The African Union Summit of Heads of States and Government that ended on January 31st, 2011 in Addis Ababa unanimously approved Kenya’s

bid to seek a deferral of two cases against six Kenyans at the ICC. See stories here , here, here  and here.  

President Kibaki told the summit that the deferral would: “will boost our efforts [for] peace, justice and reconciliation as well as uphold our national dignity and sovereignty; and prevent the resumption of conflict and violence.”

President Kibaki’s efforts on peace, justice and reconciliation may however be faltering. His nomination of an Attorney General, Director of Public Prosecution and Chief Justice have been declared unconstitutional by the Judicial Service Commission and the Commission on Implementation of the Constitution. Click here for the story.

The Prime Minister has also called the nominations unconstitutional since he like the Judicial Service Commission and the Commission on Implementation of the Constitution were not consulted. See story here.

The uncertainty hanging over these appointments is not surprising. Similar stalemates have forestalled the installation of a domestic tribunal to try post election violence offenders in the past.

The other reason Kibaki advanced in seeking support on deferral was that of protecting Kenya’s national dignity and sovereignty. That argument is also in bad faith for many reasons not least of which is it that it would legitimize not having to undertake the kind of investigation the Prosecutor is undertaking against those most responsible for post election violence in Kenya.

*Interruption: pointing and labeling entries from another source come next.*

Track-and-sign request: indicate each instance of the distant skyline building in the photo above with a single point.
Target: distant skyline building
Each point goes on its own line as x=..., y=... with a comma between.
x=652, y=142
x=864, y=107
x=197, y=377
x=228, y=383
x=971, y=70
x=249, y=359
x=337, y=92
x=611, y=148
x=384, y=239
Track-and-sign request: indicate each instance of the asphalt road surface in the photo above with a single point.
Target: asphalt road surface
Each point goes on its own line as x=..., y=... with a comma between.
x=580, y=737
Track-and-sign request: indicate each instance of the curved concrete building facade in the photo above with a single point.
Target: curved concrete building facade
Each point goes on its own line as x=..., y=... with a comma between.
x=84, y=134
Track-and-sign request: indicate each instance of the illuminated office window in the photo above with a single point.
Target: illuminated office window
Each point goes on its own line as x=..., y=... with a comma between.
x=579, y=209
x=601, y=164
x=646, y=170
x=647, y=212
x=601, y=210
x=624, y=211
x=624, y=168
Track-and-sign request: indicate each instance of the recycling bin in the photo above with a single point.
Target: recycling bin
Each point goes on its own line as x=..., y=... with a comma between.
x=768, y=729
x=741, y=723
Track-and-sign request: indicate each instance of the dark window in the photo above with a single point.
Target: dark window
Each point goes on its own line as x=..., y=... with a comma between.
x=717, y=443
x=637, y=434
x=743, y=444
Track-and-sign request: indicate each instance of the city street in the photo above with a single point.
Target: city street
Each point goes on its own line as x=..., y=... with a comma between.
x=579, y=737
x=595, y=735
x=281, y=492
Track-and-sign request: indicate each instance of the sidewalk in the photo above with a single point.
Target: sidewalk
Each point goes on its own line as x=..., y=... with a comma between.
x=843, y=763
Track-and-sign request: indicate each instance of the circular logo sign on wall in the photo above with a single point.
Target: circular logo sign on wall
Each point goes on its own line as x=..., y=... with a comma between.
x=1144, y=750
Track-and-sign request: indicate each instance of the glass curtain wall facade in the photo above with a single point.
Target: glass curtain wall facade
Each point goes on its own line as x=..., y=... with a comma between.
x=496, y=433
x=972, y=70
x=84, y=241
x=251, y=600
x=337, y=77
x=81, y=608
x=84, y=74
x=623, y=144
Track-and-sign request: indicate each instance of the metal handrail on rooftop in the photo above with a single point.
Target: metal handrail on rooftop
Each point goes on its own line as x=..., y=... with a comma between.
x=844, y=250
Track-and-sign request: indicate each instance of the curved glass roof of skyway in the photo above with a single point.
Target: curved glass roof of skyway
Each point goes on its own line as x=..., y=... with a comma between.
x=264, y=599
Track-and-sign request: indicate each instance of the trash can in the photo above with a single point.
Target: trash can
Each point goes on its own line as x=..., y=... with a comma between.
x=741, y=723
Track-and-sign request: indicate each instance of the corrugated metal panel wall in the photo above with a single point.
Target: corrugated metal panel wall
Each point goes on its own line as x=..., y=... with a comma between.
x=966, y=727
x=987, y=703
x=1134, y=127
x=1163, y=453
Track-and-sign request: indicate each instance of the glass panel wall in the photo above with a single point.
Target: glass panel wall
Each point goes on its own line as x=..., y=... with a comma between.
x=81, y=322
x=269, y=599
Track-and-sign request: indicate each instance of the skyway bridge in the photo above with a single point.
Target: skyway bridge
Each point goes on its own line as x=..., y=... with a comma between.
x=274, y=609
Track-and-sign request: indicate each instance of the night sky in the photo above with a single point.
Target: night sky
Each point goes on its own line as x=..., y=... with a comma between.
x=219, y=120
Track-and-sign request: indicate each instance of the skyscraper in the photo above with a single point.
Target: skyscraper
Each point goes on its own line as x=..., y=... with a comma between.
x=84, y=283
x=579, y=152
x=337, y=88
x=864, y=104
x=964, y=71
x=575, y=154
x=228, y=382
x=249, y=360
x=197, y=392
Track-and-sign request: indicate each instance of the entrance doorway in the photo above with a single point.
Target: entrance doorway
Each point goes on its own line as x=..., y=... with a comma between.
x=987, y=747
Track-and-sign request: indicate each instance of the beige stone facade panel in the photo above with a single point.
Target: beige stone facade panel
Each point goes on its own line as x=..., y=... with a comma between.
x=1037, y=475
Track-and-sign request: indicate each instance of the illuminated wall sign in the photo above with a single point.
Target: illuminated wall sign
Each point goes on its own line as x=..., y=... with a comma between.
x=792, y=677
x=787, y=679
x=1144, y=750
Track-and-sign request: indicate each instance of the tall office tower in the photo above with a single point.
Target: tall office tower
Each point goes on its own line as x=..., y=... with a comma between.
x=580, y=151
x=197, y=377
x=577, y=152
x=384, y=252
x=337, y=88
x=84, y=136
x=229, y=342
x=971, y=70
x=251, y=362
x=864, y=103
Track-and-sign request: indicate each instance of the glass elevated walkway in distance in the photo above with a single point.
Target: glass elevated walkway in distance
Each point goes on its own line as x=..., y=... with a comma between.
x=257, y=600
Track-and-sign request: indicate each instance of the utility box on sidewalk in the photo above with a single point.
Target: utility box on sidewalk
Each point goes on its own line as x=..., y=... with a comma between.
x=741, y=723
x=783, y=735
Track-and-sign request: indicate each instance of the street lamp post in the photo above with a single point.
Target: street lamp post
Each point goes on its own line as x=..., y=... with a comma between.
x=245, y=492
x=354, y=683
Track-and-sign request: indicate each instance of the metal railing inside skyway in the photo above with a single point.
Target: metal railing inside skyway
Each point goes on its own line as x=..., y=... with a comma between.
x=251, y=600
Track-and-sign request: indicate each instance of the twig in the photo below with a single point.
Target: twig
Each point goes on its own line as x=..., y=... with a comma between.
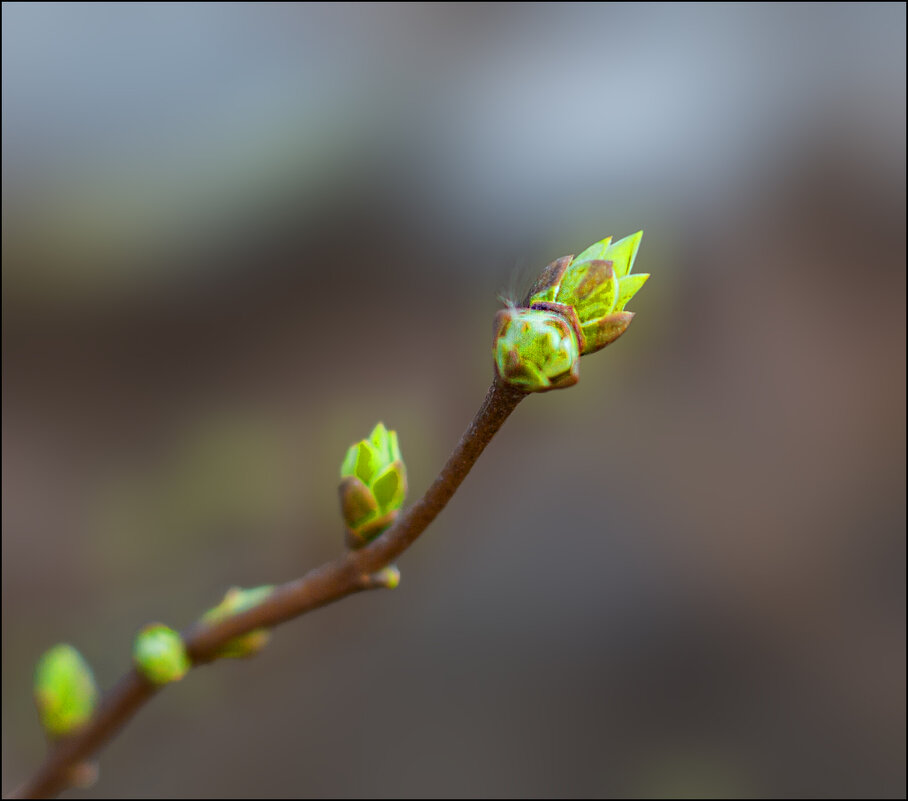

That would only further the road towards impunity.

Finally, I see no relationship between preventing the resumption of conflict and violence in the country and ICC investigations or prosecutions. If this was the case, a domestic tribunal once set up could create the same dynamics that Kibaki fears the ICC process would set in motion resulting in further possible violence. This argument is tenuous at best.

The one argument Kibaki did not make but was made by the African Union’s Commission Chairman Jean Ping that O’Campo’s latest effort to seek sermons against individuals in yet another African country was further evidence of applying double standards against Africans. Ping has argued why not Argentina, Iraq, Mynammar? Why has O’Campo primarily focused on African countries such as Sudan, DRC, Uganda and now Kenya? See Ping’s comments.

In my view, at the end of the day the support African countries gave to Kenya’s deferral request has more to do with this sense of double standards than anything else. More on that in a future post.

There is of course an African Union precedent seeking Security Council deferral with reference to the arrest warrant for Sudanese President Bashir. The Summit of the African Union in 1999 supported the deferral. See related resolution.

This request was never acted upon by the Security Council. As a result, the Summit in its 13th Ordinary Session in 2009 “Decide[d] that in view of the fact that the request by the African Union has never been acted upon (by UN Security Council), the AU Member States shall not cooperate pursuant to the provisions of Article 98 of the Rome Statute of the ICC relating to immunities, for the arrest and surrender of President Omar El Bashir of The Sudan.” This decision was reiterated (decision Assembly/AU/Dec. 296 (XV) by the 15th Ordinary session of the Assembly in July 2010 in Kampala, Uganda.